Wu Yong, one of Chao Gai's six friends, senses that Lin Chong already holds a grudge against Wang Lun. While Wu Yong instigates Lin Chong to kill Wang Lun, the others deliberately block Song Wan and Du Qian from interfering. After Wang Lun's death, Lin Chong nominates the charismatic Chao Gai to be the new chief of the outlaw band. Song Wan and Du Qian, left with no choice, accept the outcome and pledge allegiance to Chao Gai.

== Campaigns and death ==
Song Wan is appointed as a commander of the Liangshan infantry after the 108 Heroes are fully assembled. He participates in the campaigns against the Liao invaders and rebel forces in Song territory after the outlaws receive amnesty from Emperor Huizong.

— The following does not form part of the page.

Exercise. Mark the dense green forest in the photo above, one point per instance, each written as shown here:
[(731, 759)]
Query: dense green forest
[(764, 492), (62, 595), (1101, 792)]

During the final campaign against Fang La's rebel forces, Song Wan is assigned to attack Runzhou (潤州; in present-day Zhenjiang, Jiangsu). He falls after being hit by a stray arrow during the battle, and ends up being trampled to death by enemy cavalry. After the campaign is over, the emperor honours Song Wan for his contributions by awarding him the posthumous title "Righteous Gentleman of Integrity" (義節郎).